Margaret Atwood

February

Winter. Time to eat fat
and watch hockey. In the pewter mornings, the cat,  
a black fur sausage with yellow
Houdini eyes, jumps up on the bed and tries  
to get onto my head. It’s his
way of telling whether or not I’m dead.
If I’m not, he wants to be scratched; if I am  
He’ll think of something. He settles
on my chest, breathing his breath
of burped-up meat and musty sofas,
purring like a washboard. Some other tomcat,  
not yet a capon, has been spraying our front door,  
declaring war. It’s all about sex and territory,  
which are what will finish us off
in the long run. Some cat owners around here  
should snip a few testicles. If we wise  
hominids were sensible, we’d do that too,  
or eat our young, like sharks.
But it’s love that does us in.
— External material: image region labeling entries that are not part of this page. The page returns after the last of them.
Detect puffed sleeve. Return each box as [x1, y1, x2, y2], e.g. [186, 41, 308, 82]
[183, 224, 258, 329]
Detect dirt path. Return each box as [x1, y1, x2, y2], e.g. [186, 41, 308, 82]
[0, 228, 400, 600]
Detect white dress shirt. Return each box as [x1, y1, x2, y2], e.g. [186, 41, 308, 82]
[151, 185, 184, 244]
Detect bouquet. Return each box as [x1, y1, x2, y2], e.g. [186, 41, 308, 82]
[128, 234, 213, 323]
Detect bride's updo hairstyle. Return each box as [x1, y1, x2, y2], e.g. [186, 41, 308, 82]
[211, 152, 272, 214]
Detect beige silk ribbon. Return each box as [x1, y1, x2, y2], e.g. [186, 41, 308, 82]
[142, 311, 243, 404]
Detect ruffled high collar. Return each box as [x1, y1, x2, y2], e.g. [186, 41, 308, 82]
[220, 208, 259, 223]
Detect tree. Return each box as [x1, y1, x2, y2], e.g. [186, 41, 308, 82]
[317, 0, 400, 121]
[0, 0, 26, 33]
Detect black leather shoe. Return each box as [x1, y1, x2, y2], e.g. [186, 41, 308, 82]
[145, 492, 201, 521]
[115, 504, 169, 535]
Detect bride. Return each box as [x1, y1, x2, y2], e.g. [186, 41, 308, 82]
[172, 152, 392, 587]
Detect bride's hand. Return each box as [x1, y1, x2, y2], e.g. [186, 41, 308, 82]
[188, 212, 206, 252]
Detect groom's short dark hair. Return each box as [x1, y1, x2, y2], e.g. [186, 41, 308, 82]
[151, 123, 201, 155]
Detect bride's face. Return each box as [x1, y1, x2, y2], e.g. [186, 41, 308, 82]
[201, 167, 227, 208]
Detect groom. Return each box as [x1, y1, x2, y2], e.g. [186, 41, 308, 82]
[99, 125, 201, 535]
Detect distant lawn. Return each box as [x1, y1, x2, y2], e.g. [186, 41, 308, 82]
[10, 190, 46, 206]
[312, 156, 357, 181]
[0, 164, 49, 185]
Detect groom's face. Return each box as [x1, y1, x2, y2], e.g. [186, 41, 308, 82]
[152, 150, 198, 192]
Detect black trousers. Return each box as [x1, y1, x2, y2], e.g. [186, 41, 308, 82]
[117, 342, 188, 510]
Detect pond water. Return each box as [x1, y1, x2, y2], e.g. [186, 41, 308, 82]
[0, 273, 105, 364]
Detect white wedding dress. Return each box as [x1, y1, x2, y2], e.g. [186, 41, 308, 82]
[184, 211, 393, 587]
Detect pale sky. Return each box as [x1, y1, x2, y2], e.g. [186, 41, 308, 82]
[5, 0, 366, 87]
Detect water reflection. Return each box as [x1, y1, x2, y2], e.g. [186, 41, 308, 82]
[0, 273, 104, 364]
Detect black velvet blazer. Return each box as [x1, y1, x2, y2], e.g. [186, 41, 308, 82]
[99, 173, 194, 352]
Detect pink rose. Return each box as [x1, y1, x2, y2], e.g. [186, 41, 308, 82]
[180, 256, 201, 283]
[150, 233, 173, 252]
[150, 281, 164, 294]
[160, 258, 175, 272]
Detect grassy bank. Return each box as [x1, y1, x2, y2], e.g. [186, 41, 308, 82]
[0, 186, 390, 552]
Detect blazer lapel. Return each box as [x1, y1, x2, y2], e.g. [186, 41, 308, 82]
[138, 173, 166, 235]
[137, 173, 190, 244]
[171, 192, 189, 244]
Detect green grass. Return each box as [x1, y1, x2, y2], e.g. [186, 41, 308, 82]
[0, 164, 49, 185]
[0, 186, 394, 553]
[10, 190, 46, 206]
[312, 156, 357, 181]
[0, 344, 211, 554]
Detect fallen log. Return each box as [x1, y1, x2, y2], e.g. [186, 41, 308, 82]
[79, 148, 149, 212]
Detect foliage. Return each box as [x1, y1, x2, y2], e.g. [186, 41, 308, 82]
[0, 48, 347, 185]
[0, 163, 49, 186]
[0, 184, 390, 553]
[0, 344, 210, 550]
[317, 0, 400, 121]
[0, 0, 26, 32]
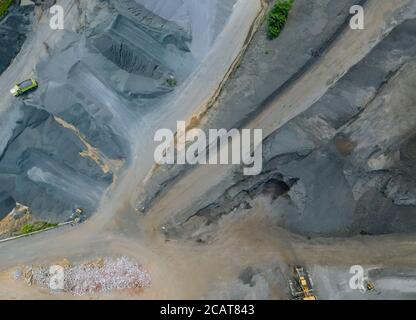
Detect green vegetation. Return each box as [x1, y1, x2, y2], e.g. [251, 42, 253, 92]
[267, 0, 294, 40]
[18, 221, 58, 235]
[0, 0, 13, 18]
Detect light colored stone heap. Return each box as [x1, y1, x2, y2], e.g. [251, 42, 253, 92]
[33, 257, 151, 295]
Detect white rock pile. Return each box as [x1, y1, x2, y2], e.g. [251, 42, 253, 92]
[33, 257, 151, 296]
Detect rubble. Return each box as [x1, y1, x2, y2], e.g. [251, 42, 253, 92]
[30, 256, 151, 296]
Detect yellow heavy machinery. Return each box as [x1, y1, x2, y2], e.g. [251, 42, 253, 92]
[289, 267, 317, 300]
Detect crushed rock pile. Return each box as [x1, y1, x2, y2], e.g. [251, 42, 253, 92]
[32, 257, 151, 295]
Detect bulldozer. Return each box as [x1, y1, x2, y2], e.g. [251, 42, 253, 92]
[289, 267, 318, 300]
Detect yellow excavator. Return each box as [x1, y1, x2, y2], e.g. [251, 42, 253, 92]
[289, 267, 318, 300]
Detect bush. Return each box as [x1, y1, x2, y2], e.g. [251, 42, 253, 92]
[18, 221, 58, 235]
[0, 0, 13, 18]
[267, 0, 294, 40]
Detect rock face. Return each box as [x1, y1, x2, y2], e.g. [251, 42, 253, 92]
[0, 0, 236, 222]
[142, 1, 416, 240]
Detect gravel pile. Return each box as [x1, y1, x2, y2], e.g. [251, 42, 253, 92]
[32, 257, 151, 295]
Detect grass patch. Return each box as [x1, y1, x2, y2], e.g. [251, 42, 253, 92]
[0, 0, 13, 18]
[267, 0, 294, 40]
[18, 221, 58, 236]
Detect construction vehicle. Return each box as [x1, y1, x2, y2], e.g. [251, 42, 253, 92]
[10, 79, 38, 97]
[289, 267, 317, 300]
[72, 208, 84, 225]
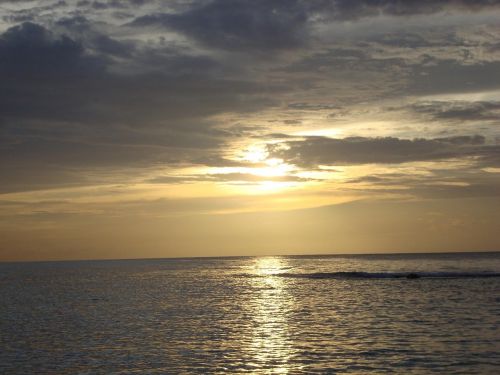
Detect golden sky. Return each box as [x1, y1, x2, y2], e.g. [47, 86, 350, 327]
[0, 0, 500, 260]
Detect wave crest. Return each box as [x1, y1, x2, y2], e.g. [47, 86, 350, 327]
[274, 272, 500, 279]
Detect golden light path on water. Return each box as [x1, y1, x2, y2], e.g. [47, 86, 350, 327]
[249, 257, 297, 374]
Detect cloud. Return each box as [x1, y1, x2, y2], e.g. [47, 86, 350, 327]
[411, 101, 500, 121]
[267, 135, 490, 167]
[132, 0, 314, 50]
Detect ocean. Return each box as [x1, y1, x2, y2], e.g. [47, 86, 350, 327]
[0, 253, 500, 374]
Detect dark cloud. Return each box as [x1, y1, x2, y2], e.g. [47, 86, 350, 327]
[132, 0, 499, 50]
[129, 0, 314, 50]
[268, 135, 490, 167]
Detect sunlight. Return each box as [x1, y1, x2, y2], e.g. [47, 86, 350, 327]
[251, 257, 293, 374]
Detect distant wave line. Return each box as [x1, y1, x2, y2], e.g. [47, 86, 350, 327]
[258, 271, 500, 279]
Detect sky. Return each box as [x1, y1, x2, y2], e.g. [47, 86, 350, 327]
[0, 0, 500, 261]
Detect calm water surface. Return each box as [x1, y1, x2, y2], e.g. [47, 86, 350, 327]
[0, 253, 500, 374]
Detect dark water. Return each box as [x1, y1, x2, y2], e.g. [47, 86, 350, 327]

Over and over  
again, He shoots, he scores! and famine
crouches in the bedsheets, ambushing the pulsing  
eiderdown, and the windchill factor hits  
thirty below, and pollution pours
out of our chimneys to keep us warm.
February, month of despair,
with a skewered heart in the centre.
I think dire thoughts, and lust for French fries  
with a splash of vinegar.
Cat, enough of your greedy whining
and your small pink bumhole.
Off my face! You’re the life principle,
more or less, so get going
on a little optimism around here.
Get rid of death. Celebrate increase. Make it be spring.